In factor investing, the signals (e.g., value, momentum, carry) often get all the attention and the importance of the recipe – how these signals are actually transformed into portfolio construction – often gets lost.  Designing a recipe requires making decisions like how often to rebalance, how to weight holdings, and how to blend signals (when multiple signals are used).

Even portfolios that use the same core factor can experience significant performance dispersion due to recipe differences.

This dispersion has two main implications for factor investors.  First, dispersion creates the opportunity for data mining.  To combat this, diligence efforts must focus as much on the construction process as they do on the factors themselves.

Second, dispersion makes short-term underperformance inevitable.  Potential dispersion is so large due to recipe differences that it is entirely plausible that one momentum portfolio, as an example, could outperform value while another underperforms.  Users of factor strategies should resist the urge to chase performance, especially over 3- to 5-year investment horizons.

[1] Because we use the current top 200 holdings, we are knowingly introducing hindsight bias into the portfolio process.  Overall, we would expect a portfolio consisting of SPY’s current top holdings to have strong past performance, otherwise many of the companies may not be in the top 200 by market-cap today.  We are fine with this because our goal is to illustrate the how much return dispersion can be created through the selection of the portfolio construction rules.  However, due to the hindsight bias, the results should not be used to draw conclusions as to how any of these strategies in particular, or the momentum factor in general, would have performed historically or how they may perform going forward, especially in comparison to the broad market.

[2] Momentum measures are trailing total return, trailing total return skipping the most recent month, risk-adjusted trailing total return, OLS estimate of the trend, and a Kalman filter.

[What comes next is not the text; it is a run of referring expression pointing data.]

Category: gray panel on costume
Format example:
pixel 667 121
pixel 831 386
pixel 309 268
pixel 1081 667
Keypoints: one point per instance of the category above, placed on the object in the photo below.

The lookbacks are 3 months, 6 months, 9, months, and 12 months.  The rebalance frequencies are weekly, monthly, and quarterly.  In the most concentrated portfolio we pick the top 10% of stocks by momentum.  In the least concentrated portfolio we pick the top 50% of stocks by momentum.  The middle level of concentration picks the top 25% of stocks by momentum.  The weighting schemes are equal-weighted, rank-weighted, and score-weighted.  We consider both sector constrained (sector weights equal to market-cap sector weights) and sector unconstrained strategies.

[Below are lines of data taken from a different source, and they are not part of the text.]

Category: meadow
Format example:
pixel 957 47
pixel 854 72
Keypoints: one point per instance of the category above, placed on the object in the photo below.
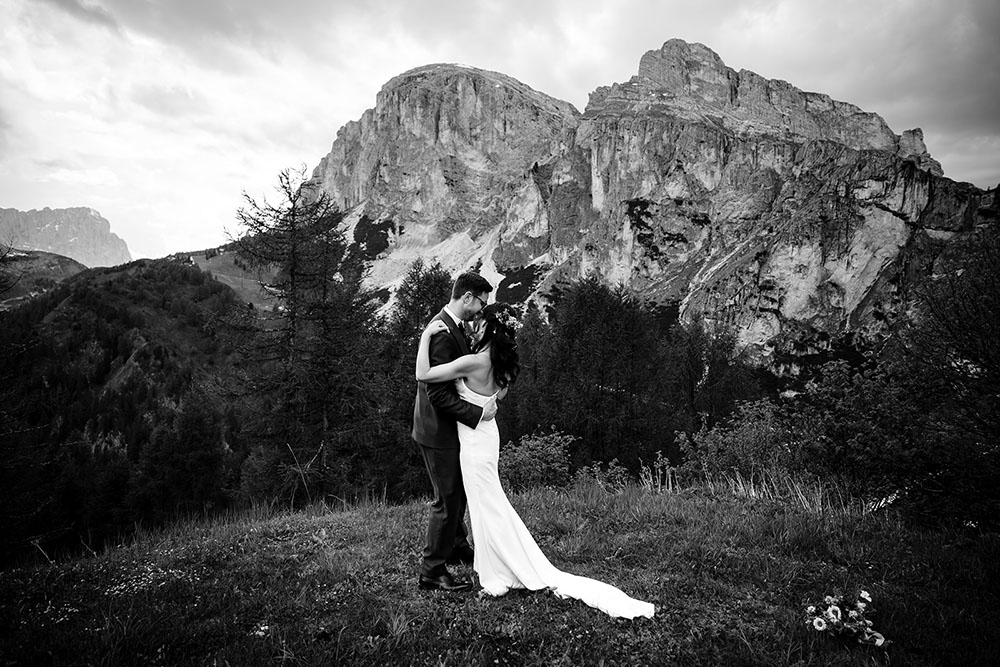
pixel 730 565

[3] We randomly select from the top 5% instead of simply choosing the best strategies to try to ensure that there is some diversity among the strategies.  Choosing the top strategy would probably lead to a lot of overlap.  We think this is a more realistic representation of reality since it does seem that product manufacturers and index providers seek to differentiate their strategies from others in the market.